In particular, according to the technology described herein, the graphics processor is operable and configured to obtain the pipeline configuration information for a given instance of graphics processing pipeline execution from wherever the relevant pipeline configuration information is stored (including by the graphics processor generating some or all of the pipeline configuration information itself). Before performing a given instance of processing pipeline execution to which a particular set of pipeline configuration information relates, the pipeline configuration information should therefore be, and in an embodiment is, transferred to suitable (e.g. local) storage that is associated with, and usable by, the processing pipeline (i.e. storage associated with the processing (shader stage) circuit(s) that implement the processing pipeline). Once the relevant pipeline configuration information has been transferred to the local storage associated with the processing pipeline (processing (shader stage) circuit(s)), the processing pipeline can then be executed accordingly to perform the particular one or more instances of processing pipeline execution that the pipeline configuration information relates to.

In this respect, it will be appreciated that the local storage associated with the graphics processing pipeline (processing (shader stage) circuit(s)) may comprise any suitable and desired storage. Further, this storage may be arranged and configured in any suitable and desired manner. For example, in embodiments, each pipeline stage is associated with a respective, portion of the overall local storage associated with the graphics processing pipeline (processing (shader stage) circuit(s)) which respective portions can be (and are) used to store the relevant portions of the pipeline configuration information for that pipeline stage (and are in an embodiment used only to store the portions of the pipeline configuration information that are relevant for that pipeline stage). The local storage associated with the processing pipeline (processing (shader stage) circuit(s)) may thus further comprise additional ‘global’ pipeline storage that can store the pipeline configuration information in full (i.e. all of the pipeline configuration information relating to each of the pipeline stages).

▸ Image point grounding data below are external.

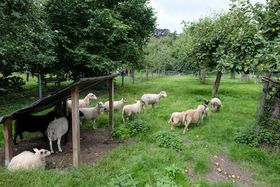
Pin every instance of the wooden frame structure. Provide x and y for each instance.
(56, 99)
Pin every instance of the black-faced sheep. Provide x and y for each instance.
(117, 105)
(152, 98)
(58, 128)
(92, 112)
(28, 160)
(128, 110)
(33, 123)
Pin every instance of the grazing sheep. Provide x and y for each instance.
(128, 110)
(83, 103)
(215, 104)
(33, 123)
(194, 115)
(93, 112)
(28, 160)
(152, 98)
(117, 105)
(176, 117)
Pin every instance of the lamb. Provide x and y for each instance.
(83, 103)
(152, 98)
(194, 115)
(215, 104)
(92, 112)
(33, 123)
(128, 110)
(28, 160)
(117, 105)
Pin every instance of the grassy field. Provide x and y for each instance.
(145, 162)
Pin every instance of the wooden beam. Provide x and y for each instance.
(111, 100)
(75, 125)
(8, 140)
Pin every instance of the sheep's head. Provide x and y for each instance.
(42, 152)
(124, 99)
(163, 94)
(91, 96)
(100, 105)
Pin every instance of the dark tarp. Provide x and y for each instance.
(60, 95)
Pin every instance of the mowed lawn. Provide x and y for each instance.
(143, 163)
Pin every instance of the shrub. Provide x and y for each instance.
(168, 140)
(251, 137)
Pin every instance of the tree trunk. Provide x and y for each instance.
(217, 83)
(262, 103)
(276, 106)
(202, 74)
(232, 74)
(122, 79)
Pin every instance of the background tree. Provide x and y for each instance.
(25, 40)
(95, 37)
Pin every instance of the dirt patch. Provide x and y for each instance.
(94, 145)
(225, 170)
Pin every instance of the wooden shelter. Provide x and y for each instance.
(59, 98)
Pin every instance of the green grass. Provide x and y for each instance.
(145, 163)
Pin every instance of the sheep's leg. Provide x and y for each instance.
(58, 144)
(15, 138)
(50, 142)
(187, 122)
(20, 135)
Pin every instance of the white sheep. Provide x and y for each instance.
(152, 98)
(176, 117)
(83, 103)
(92, 112)
(194, 115)
(117, 105)
(56, 129)
(128, 110)
(215, 104)
(28, 160)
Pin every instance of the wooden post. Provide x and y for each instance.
(75, 125)
(111, 100)
(8, 140)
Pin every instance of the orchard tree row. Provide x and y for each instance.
(77, 38)
(244, 39)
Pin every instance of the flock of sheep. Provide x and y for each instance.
(58, 127)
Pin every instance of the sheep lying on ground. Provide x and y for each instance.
(33, 123)
(117, 105)
(152, 98)
(28, 160)
(128, 110)
(194, 115)
(215, 104)
(83, 103)
(92, 112)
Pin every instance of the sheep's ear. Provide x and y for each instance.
(35, 150)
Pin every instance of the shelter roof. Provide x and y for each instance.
(60, 95)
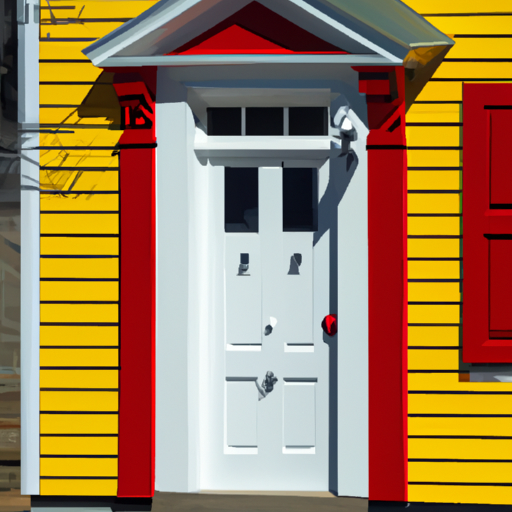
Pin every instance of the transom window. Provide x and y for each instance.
(247, 121)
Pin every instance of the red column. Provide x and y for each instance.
(387, 246)
(136, 93)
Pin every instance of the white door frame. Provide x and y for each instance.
(183, 312)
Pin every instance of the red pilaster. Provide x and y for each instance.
(387, 233)
(136, 93)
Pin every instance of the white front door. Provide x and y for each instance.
(268, 434)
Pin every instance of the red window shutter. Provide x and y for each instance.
(487, 223)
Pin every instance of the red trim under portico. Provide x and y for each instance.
(387, 277)
(136, 450)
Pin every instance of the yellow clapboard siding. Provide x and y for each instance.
(434, 113)
(459, 404)
(75, 122)
(78, 158)
(68, 71)
(433, 135)
(49, 49)
(79, 423)
(433, 335)
(75, 487)
(81, 136)
(79, 446)
(79, 246)
(440, 91)
(458, 426)
(81, 202)
(433, 269)
(434, 158)
(104, 401)
(460, 448)
(78, 467)
(97, 268)
(481, 48)
(434, 180)
(432, 359)
(433, 314)
(492, 472)
(79, 291)
(69, 94)
(451, 382)
(77, 30)
(55, 115)
(79, 357)
(103, 181)
(433, 248)
(460, 494)
(433, 225)
(471, 24)
(79, 313)
(101, 379)
(433, 203)
(82, 180)
(94, 224)
(72, 335)
(100, 8)
(434, 292)
(467, 70)
(425, 7)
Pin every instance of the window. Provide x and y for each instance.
(268, 121)
(241, 200)
(300, 199)
(487, 224)
(308, 121)
(264, 121)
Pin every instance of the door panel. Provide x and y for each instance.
(299, 416)
(241, 414)
(269, 437)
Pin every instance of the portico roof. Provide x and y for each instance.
(370, 32)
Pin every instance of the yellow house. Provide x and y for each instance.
(357, 107)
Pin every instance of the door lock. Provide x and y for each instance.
(267, 386)
(244, 264)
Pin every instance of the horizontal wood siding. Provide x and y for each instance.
(79, 257)
(460, 432)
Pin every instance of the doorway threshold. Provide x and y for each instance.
(305, 494)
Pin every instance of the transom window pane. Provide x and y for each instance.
(224, 121)
(241, 200)
(264, 121)
(300, 199)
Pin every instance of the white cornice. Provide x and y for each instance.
(222, 60)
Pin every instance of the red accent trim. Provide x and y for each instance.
(480, 220)
(136, 475)
(387, 259)
(256, 29)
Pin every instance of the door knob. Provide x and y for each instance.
(330, 325)
(244, 264)
(270, 327)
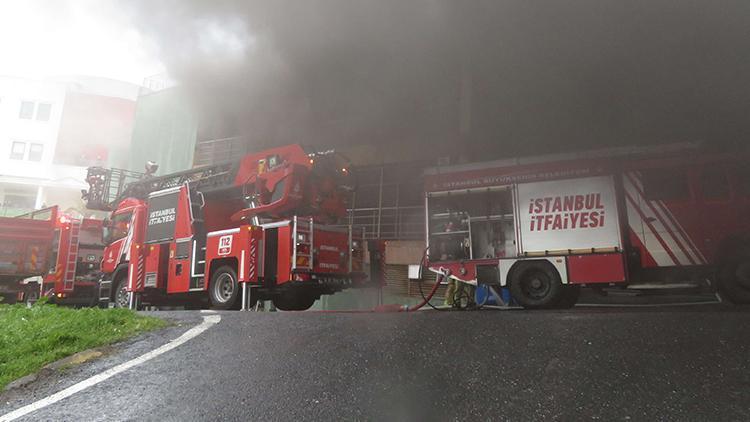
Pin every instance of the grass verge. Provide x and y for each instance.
(33, 337)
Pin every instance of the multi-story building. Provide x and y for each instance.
(51, 130)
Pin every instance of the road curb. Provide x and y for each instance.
(61, 364)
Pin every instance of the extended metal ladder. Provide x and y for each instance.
(71, 261)
(302, 235)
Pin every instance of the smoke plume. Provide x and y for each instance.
(492, 77)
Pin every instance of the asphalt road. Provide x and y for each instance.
(610, 364)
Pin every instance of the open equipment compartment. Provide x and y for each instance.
(471, 224)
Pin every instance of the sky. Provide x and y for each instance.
(41, 38)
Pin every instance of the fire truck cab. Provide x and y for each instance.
(230, 234)
(54, 256)
(545, 226)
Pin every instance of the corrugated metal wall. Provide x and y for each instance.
(164, 131)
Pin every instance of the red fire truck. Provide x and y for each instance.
(229, 234)
(45, 253)
(545, 226)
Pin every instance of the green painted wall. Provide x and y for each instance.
(164, 131)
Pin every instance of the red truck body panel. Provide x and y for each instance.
(676, 207)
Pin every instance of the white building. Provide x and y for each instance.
(32, 113)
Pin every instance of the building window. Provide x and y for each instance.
(714, 184)
(35, 152)
(667, 184)
(27, 110)
(17, 150)
(43, 112)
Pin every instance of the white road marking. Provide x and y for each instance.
(642, 305)
(208, 321)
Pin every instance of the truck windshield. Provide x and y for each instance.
(117, 228)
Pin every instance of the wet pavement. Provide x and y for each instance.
(665, 363)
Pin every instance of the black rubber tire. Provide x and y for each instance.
(294, 301)
(569, 297)
(31, 294)
(734, 281)
(224, 290)
(536, 285)
(120, 296)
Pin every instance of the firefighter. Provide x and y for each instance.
(458, 290)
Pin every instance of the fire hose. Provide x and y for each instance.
(403, 308)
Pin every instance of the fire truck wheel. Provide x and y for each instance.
(31, 295)
(121, 297)
(734, 281)
(569, 297)
(224, 288)
(536, 285)
(294, 302)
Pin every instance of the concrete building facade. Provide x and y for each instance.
(51, 130)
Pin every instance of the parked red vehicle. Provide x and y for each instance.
(45, 253)
(545, 226)
(228, 234)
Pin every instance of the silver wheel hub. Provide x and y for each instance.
(224, 287)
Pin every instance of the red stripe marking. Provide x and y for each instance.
(694, 248)
(661, 220)
(691, 244)
(653, 231)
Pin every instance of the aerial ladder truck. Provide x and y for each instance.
(229, 234)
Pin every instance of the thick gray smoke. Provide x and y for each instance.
(504, 77)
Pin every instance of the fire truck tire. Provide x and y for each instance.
(31, 294)
(294, 302)
(224, 289)
(120, 296)
(569, 297)
(536, 285)
(734, 281)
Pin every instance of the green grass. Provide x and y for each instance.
(33, 337)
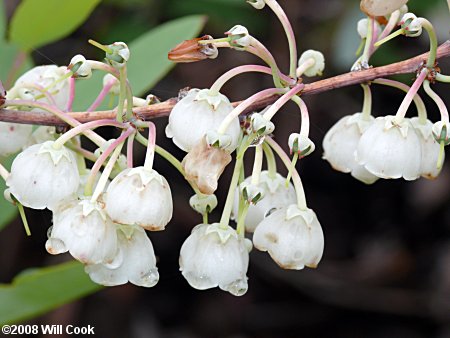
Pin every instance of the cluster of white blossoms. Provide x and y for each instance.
(101, 211)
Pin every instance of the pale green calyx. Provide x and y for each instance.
(441, 132)
(108, 79)
(217, 140)
(316, 60)
(80, 67)
(258, 4)
(223, 233)
(89, 207)
(391, 122)
(251, 193)
(411, 25)
(203, 203)
(300, 144)
(146, 176)
(214, 100)
(260, 125)
(56, 153)
(239, 37)
(294, 211)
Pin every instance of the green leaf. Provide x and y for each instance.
(37, 291)
(148, 62)
(7, 211)
(36, 22)
(11, 68)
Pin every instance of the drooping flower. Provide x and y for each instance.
(276, 195)
(293, 237)
(197, 113)
(140, 196)
(215, 256)
(204, 165)
(137, 257)
(84, 229)
(42, 176)
(340, 143)
(48, 76)
(430, 148)
(389, 149)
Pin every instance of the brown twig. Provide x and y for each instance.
(164, 108)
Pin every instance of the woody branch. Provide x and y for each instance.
(163, 109)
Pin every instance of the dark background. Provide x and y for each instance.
(386, 266)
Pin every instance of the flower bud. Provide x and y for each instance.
(301, 145)
(203, 203)
(118, 55)
(260, 125)
(193, 51)
(214, 139)
(239, 37)
(412, 26)
(319, 62)
(251, 193)
(258, 4)
(204, 165)
(380, 7)
(80, 67)
(115, 89)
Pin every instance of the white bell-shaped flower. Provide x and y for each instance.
(381, 7)
(215, 256)
(48, 76)
(42, 176)
(138, 261)
(389, 149)
(340, 143)
(13, 137)
(196, 114)
(83, 229)
(276, 196)
(293, 238)
(139, 196)
(430, 148)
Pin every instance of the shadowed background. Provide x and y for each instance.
(386, 266)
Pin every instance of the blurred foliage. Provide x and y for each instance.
(31, 27)
(36, 291)
(148, 62)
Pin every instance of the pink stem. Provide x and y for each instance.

In an embodiment this storage is dedicated for storing pipeline configuration information (and is, therefore, in an embodiment separate to any storage/memory (pools) that is used to store the actual data packets/elements generated for/by the graphics processing pipeline, for example).

Various arrangements would be possible in this regard.

As will be explained further below, the issuing of processing work to the processing pipeline is in an embodiment controlled by a command processing circuit (job manager/command stream frontend) of the graphics processor. In particular, the command processing circuit (job manager/command stream frontend) is in an embodiment operable to receive higher level commands from a main (e.g. host) processor to request that the graphics processor performs processing work for applications executing on the main processor. The command processing circuit (job manager/command stream frontend) is then operable to schedule or distributing appropriate processing tasks to the processing units of the graphics processor, including the processing pipeline. Thus, when a command relates to processing to be performed for/using the processing pipeline, the command processing circuit (job manager/command stream frontend) in an embodiment identifies this, and passes the command (or information derived therefrom) to a command buffer for the processing pipeline, as appropriate.

Thus, the issuing of processing work to the processing pipeline is in an embodiment triggered by execution from the command buffer for the processing pipeline of a respective set of one or more command(s) within a command set for the graphics processor, which command(s), when executed, trigger one or more instances of processing pipeline execution. In an embodiment there is a single such command that is operable to trigger one or more instances of graphics processing execution (referred to herein as a ‘RUN_PIPELINE’ command).

Such (RUN_PIPELINE) command(s) can thus be (and in an embodiment are) included into a graphics processing command set at appropriate point(s) to trigger one or more instances of processing pipeline execution, as and when required.